The MIT Technology Review has taken issue with Tesla and SpaceX CEO Elon Musk’s latest demonstration of his Neuralink brain implant technology which was revealed at a recent event in which pigs implanted with the interface were showcased. According to the Review, Musk’s brain research is “neuroscience theater.”
In a recent article from the MIT Technology Review titled “Elon Musk’s Neuralink is Neuroscience Theater,” the Review takes issue with Elon Musk’s recent Neuralink event in which a number of pigs that had been fitted with the brain-computer interface were shown on stage.
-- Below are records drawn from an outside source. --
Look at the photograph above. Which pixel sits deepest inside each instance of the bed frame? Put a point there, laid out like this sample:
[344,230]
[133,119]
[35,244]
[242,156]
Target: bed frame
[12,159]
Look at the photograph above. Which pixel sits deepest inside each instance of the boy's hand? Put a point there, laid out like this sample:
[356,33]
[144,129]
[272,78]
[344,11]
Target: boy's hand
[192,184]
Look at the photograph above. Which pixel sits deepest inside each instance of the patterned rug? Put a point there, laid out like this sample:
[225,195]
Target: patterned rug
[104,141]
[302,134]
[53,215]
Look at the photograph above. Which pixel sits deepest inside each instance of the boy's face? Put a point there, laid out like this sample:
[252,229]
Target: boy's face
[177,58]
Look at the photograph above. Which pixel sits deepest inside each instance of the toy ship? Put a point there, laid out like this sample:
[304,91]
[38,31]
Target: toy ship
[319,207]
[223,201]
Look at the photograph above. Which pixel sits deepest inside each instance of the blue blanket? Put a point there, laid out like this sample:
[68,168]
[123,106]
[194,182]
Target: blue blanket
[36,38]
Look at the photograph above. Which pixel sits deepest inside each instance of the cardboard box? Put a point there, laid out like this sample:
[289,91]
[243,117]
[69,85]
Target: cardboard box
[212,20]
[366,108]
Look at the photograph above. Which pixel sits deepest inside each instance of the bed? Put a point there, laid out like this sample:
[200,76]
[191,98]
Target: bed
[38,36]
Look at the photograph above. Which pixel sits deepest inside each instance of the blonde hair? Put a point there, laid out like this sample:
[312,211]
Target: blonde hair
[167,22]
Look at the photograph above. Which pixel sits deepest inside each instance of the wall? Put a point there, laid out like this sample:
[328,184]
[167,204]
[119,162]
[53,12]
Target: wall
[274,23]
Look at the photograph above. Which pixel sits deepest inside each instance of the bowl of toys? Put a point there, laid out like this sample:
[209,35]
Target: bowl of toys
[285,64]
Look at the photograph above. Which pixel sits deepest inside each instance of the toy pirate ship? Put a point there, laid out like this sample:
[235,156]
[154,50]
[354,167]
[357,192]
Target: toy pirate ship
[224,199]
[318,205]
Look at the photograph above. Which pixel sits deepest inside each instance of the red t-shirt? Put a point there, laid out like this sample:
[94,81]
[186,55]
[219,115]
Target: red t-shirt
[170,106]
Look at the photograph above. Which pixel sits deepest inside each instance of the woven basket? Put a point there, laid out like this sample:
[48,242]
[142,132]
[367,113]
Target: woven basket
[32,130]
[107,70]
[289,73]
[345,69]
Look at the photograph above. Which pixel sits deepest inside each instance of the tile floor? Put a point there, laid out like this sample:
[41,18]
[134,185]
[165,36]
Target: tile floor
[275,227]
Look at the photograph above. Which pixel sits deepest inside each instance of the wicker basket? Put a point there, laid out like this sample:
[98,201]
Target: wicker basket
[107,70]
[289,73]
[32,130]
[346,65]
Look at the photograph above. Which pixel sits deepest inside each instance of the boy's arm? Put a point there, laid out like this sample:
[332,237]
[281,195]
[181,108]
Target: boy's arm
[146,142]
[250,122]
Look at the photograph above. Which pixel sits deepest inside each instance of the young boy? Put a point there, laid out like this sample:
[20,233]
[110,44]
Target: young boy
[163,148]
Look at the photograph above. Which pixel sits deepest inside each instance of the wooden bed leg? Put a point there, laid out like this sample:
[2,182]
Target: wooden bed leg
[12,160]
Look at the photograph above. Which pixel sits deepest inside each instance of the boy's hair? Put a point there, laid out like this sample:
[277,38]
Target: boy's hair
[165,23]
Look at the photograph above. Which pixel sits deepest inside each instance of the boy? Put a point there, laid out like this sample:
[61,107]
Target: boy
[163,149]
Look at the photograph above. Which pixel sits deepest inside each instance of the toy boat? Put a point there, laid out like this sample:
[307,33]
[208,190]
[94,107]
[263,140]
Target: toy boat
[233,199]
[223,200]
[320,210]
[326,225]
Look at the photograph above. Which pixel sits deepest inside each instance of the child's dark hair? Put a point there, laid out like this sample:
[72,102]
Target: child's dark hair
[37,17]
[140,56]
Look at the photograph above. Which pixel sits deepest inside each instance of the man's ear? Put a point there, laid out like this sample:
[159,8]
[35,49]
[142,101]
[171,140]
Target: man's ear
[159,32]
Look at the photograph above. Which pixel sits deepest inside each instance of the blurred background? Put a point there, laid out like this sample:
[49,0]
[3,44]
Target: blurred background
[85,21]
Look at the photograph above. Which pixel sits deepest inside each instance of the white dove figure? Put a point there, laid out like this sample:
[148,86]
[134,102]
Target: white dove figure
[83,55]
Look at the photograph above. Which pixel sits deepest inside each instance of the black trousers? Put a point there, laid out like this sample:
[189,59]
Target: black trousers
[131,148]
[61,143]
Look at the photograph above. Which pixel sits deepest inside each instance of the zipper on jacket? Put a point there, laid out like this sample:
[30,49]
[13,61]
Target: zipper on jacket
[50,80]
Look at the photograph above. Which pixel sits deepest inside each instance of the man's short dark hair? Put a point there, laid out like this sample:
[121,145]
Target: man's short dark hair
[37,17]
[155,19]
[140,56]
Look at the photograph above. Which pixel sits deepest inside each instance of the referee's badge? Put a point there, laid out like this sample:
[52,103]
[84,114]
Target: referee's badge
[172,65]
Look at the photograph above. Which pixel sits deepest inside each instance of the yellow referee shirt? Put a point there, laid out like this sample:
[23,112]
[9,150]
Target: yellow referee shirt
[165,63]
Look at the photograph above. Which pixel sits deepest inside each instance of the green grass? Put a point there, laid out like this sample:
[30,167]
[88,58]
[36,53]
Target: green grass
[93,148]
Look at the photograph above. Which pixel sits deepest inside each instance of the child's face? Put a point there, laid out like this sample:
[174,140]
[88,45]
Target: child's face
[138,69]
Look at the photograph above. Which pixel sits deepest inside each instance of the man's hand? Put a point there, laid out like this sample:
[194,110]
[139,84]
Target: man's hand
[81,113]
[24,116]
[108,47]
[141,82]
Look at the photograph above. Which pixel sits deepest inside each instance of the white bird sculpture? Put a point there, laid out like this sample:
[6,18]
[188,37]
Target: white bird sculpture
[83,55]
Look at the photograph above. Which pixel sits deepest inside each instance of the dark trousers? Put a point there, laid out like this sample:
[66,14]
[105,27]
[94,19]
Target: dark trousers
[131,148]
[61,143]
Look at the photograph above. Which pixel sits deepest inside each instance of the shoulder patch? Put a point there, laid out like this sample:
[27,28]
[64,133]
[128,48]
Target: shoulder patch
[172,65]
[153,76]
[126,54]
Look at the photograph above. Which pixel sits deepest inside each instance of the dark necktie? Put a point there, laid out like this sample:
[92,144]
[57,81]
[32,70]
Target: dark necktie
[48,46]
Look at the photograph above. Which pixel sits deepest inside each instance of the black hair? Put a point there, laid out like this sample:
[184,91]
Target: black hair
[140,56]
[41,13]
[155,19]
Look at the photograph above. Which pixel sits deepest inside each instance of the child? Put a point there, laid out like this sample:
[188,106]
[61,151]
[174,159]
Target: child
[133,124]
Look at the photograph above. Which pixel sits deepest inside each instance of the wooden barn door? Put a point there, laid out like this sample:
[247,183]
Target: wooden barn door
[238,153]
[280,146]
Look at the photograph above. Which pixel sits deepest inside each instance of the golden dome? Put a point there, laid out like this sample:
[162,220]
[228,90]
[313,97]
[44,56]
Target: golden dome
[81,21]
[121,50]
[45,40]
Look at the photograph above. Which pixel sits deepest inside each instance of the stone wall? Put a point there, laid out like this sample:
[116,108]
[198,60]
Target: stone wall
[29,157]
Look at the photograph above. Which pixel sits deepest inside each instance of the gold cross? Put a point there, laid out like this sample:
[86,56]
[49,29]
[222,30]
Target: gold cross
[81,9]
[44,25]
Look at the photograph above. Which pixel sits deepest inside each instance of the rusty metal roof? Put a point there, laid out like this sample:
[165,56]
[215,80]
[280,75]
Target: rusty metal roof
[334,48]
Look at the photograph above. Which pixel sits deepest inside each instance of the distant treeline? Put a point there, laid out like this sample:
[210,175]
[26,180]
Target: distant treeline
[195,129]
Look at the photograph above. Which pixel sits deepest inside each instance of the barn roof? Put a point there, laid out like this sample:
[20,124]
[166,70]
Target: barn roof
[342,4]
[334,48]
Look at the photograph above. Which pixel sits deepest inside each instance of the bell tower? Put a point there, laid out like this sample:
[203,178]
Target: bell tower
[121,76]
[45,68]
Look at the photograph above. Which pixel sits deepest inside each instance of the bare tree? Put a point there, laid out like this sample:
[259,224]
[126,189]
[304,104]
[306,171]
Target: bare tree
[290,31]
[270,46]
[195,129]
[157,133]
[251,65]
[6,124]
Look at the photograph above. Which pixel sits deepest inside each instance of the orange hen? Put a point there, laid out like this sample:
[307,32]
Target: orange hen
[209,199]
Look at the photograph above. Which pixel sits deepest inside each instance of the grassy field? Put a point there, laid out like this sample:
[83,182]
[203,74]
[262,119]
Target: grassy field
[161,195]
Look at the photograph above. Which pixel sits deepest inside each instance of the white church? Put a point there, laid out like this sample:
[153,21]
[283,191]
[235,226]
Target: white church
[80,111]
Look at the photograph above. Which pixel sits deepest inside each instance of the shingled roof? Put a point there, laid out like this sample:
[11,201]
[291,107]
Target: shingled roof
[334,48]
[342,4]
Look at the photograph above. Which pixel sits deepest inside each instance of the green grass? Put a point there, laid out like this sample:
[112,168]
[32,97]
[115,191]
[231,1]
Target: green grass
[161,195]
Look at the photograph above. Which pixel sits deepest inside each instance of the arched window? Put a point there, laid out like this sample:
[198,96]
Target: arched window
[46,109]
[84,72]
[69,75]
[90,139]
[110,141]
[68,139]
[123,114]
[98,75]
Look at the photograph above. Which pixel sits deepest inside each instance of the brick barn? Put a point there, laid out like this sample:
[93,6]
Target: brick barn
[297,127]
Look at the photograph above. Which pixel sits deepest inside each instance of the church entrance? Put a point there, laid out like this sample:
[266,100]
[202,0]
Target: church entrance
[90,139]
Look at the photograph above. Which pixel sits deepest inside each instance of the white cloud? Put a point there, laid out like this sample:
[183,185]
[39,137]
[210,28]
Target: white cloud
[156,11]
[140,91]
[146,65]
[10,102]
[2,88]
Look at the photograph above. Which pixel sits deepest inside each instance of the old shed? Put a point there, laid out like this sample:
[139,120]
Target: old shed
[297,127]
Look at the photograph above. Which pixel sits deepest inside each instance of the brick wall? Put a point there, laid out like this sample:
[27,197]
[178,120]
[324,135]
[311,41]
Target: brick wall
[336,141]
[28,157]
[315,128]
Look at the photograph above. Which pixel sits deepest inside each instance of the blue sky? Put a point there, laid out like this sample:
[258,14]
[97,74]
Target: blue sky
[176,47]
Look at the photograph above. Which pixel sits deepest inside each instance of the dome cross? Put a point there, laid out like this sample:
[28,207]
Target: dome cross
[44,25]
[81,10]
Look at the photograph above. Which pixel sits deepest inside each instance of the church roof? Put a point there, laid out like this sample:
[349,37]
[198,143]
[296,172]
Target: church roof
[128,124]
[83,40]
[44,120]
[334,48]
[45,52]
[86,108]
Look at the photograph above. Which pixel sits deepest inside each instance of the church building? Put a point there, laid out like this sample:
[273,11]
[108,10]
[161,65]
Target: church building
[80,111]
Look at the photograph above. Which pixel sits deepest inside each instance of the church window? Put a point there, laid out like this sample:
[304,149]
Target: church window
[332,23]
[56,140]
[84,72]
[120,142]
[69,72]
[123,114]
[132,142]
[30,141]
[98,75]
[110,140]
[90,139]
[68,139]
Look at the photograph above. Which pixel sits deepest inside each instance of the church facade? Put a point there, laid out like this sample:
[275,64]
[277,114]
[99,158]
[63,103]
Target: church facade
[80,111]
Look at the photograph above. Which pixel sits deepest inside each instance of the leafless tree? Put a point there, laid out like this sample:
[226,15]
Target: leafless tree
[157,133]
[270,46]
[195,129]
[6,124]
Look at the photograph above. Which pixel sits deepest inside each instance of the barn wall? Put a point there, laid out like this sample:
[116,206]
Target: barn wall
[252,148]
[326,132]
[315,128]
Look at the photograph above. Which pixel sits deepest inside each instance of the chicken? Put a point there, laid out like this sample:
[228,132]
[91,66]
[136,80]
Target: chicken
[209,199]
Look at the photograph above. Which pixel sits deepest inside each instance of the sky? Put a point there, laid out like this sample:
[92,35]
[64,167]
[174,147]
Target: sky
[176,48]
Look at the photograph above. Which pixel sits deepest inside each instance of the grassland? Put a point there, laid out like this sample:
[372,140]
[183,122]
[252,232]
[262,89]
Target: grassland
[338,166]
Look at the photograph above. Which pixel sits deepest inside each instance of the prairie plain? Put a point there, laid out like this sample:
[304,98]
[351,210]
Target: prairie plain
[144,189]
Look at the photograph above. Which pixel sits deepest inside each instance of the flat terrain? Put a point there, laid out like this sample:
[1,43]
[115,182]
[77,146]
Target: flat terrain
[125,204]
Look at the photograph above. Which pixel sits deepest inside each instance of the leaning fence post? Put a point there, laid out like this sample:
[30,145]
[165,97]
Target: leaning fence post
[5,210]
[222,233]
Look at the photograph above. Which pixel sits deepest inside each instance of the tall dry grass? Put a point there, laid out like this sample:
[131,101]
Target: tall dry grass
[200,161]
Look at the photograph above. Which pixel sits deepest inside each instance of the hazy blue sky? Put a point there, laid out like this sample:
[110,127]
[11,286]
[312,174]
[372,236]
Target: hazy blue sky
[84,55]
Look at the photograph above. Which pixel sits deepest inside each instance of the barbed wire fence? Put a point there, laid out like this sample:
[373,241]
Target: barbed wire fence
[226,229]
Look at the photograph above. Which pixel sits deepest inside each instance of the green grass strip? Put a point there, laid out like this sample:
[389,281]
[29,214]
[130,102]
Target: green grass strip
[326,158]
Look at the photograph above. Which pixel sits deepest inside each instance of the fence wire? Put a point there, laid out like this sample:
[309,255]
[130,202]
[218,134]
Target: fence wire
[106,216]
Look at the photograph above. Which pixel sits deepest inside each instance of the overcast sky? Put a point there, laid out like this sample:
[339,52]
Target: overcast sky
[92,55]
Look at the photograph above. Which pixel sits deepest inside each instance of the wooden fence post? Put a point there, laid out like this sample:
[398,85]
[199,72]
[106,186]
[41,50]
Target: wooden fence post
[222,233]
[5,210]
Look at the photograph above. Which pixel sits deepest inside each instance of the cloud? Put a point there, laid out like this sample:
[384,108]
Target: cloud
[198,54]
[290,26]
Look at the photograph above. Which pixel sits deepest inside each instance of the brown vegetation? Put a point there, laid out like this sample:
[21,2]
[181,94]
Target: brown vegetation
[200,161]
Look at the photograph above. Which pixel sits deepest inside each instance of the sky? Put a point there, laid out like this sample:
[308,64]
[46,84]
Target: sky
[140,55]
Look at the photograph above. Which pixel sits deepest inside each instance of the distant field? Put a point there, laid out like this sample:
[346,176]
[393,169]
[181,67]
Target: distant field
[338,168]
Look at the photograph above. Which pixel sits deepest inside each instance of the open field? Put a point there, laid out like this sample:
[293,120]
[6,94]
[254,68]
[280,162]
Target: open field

The MIT Technology Review writes that Elon Musk promises Neuralink will cure blindness, deafness, and mental illness, among other claims, but that Musk isn’t close to any of these breakthroughs:
None of these advances are close at hand, and some are unlikely to ever come about. But in a “product update” streamed over YouTube on Friday, Musk, also the founder of SpaceX and Tesla Motors, joined staffers wearing black masks to discuss the company’s work toward an affordable, reliable brain implant that Musk believes billions of consumers will clamor for in the future.
“In a lot of ways,” Musk said, “It’s kind of like a Fitbit in your skull, with tiny wires.”
The Review notes that although the recent Neuralink event was described as a product demonstration, there is still no product for sale or a timeline for the future. The Review further notes that Neuralink is not the first to believe that brain implants could extend or restore human capabilities, in the late 1990s researchers began placing probes in the brains of paralyzed people in order to show that signals from the brain could let them move robot arms or computer cursors.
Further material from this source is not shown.